After one year and seven days (to be exact!) in the Netherlands away from my beloved family, I was privileged to return to my motherland Uganda, the “pearl of Africa”. I came home to conduct field research to complete my graduate studies at IHE-Delft, and as I had hoped I have not missed any opportunity to combine the intensive experience of collecting data for my research, with that of meeting with friends and family. 

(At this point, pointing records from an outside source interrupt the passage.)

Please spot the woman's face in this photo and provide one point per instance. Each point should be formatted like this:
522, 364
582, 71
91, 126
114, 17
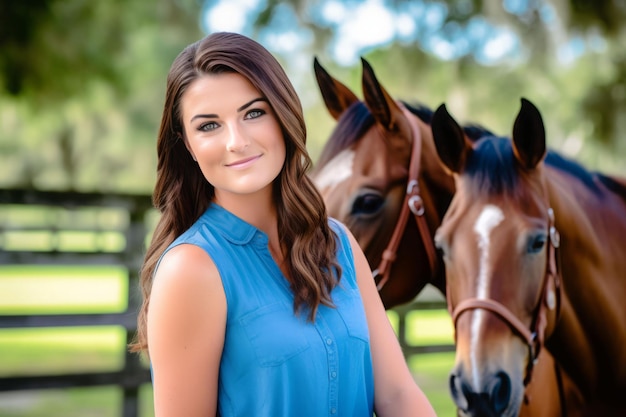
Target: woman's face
233, 133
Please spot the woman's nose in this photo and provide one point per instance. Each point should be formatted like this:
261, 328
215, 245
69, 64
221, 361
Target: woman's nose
237, 140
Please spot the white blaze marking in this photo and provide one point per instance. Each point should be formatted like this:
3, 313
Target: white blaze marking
337, 170
489, 218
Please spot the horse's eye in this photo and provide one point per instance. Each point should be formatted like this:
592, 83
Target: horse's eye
536, 243
367, 204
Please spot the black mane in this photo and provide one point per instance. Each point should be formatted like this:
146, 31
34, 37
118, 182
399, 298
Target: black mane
492, 168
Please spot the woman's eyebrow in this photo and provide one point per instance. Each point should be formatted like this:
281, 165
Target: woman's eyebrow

The aim of my study is to critically analyse the extent to which infrastructure development affects financial sustainability and service delivery in the small towns of Uganda. I specifically want to understand the compromises and negotiations utilities in small towns undertake in striving for financial sustainability while improving access and reliability. I aim at being able to provide a detailed account of what deficiencies, surpluses and critical points take place in small towns and how these are dealt in the relationship between the local system and management, and the central head office in Kampala.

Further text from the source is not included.